Вы можете спорить со мною в отношении справедливости этих взглядов, позволяющих сделать массу выводов. Но пусть никто не обвиняет меня в отсутствии патриотизма, если под этим словом мы будем понимать не только лишь любовь к теперешней, сиюминутной Отчизне, но любовь ко всем тем отчизнам, которые в нас потенциально существуют и которые мы в состоянии из себя произнести, мы, поляки, если в основу слова «патриотизм» мы положим самое глубинное из его значений — то есть саму способность создать Отчизну.
*
Считаю, что вполне возможно и такое отношение к народу, в котором наша естественная к нему привязанность, более того — неизбежный и независимый от нашей воли союз с ним были бы дополнены ощущением народа как опасной силы, перед угрозой которой следует быть начеку. Нам бы следовало понять, что народ (как и каждое сообщество) может нас корежить, деформировать, доходя в этом до самого нашего нутра, до самой сущности. Нам бы следовало так определиться психологически, чтобы быть и в народе и вне народа — и даже над народом. «Вне» и «над» — для того, чтобы иметь возможность создать для себя народ по образу и подобию нашему.
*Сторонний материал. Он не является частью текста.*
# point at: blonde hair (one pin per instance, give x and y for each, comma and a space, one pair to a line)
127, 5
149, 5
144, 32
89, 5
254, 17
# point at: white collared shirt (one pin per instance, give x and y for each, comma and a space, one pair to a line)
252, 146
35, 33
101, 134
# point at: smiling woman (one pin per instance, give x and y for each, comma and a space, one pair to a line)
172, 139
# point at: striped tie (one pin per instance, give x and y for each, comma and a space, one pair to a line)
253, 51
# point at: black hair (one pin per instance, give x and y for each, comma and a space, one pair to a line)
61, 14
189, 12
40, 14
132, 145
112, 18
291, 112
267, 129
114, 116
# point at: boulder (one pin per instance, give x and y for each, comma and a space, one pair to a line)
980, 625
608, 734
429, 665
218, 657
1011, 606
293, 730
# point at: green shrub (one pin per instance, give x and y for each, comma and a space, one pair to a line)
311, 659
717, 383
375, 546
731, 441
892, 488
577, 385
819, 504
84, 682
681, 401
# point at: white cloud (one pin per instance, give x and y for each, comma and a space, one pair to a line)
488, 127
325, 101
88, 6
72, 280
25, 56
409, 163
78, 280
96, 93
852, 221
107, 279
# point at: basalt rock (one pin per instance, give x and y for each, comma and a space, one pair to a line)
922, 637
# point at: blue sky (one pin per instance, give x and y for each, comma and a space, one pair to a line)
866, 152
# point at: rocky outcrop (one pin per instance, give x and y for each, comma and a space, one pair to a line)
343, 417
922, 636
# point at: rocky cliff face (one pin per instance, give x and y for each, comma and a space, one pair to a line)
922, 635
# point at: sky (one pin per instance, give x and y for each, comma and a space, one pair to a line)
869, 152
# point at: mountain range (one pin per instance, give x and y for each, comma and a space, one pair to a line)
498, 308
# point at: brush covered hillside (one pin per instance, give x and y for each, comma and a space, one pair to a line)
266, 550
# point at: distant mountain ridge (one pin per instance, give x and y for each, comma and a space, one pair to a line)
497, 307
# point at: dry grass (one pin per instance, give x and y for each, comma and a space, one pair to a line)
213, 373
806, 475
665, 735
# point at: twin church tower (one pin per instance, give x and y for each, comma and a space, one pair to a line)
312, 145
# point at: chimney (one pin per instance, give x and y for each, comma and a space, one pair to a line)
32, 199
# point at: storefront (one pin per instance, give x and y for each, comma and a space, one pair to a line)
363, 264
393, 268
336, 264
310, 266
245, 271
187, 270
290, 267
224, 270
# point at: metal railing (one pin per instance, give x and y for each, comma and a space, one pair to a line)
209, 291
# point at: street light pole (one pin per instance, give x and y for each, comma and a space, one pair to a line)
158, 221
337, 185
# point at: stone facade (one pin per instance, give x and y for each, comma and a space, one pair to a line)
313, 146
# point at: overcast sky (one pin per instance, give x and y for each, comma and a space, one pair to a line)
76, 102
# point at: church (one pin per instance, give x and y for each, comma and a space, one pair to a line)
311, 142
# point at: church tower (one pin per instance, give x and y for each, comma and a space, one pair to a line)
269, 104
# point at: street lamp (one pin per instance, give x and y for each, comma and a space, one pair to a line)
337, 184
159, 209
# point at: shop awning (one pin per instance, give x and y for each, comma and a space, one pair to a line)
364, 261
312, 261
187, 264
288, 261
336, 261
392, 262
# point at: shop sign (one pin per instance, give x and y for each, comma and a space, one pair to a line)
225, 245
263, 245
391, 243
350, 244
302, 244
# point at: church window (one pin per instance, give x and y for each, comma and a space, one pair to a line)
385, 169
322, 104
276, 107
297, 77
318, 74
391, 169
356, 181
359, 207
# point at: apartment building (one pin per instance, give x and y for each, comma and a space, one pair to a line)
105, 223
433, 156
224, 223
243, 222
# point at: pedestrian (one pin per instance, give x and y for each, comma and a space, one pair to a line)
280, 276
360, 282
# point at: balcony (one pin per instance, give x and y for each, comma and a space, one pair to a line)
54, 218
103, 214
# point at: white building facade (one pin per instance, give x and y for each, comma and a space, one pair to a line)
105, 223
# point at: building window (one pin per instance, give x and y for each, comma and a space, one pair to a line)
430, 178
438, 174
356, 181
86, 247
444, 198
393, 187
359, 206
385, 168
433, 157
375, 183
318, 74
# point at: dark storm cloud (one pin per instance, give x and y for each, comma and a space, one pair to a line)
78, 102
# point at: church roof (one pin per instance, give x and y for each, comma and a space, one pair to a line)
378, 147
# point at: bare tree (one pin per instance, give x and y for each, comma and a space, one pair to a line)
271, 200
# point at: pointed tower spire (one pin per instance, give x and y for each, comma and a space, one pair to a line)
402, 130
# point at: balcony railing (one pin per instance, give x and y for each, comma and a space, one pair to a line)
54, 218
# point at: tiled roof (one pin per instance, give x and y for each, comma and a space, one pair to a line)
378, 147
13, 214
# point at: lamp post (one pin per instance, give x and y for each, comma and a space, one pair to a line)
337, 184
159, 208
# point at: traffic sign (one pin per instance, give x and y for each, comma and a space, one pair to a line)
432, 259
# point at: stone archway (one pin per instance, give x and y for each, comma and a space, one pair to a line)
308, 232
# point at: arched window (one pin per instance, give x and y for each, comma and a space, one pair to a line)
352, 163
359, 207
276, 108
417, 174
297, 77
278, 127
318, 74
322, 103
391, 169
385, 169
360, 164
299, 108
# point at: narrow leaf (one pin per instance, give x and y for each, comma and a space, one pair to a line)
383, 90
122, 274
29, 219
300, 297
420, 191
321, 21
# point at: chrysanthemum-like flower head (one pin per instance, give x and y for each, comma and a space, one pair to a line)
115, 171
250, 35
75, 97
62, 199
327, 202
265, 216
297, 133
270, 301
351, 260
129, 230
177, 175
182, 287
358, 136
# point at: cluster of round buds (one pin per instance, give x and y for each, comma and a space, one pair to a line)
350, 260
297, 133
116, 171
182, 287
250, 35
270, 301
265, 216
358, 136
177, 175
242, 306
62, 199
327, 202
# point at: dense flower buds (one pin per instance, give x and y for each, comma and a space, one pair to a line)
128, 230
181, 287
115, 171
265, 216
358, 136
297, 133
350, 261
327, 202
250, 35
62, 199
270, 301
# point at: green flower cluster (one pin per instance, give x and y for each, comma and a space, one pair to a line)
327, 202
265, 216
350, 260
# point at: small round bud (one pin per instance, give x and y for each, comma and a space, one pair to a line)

Но даже если такая программа оказалась бы слишком большой по сравнению с нашими теперешними возможностями, то претензии не ко мне, я не по части разработки программ, а лишь по части формулировки и выявления чаяний. Я — искусство (прошу простить мне эту узурпацию), я — как сон, я не считаюсь ни с чем; во мне находит свой голос высшая свобода скрытых стремлений, нужд, необходимости; я — всего лишь ее наполнение. Потом, когда вы проснетесь от этой книги и вернетесь к повседневной жизни, вы сможете поразмыслить над перетолкованием мечты на язык трезвого практицизма.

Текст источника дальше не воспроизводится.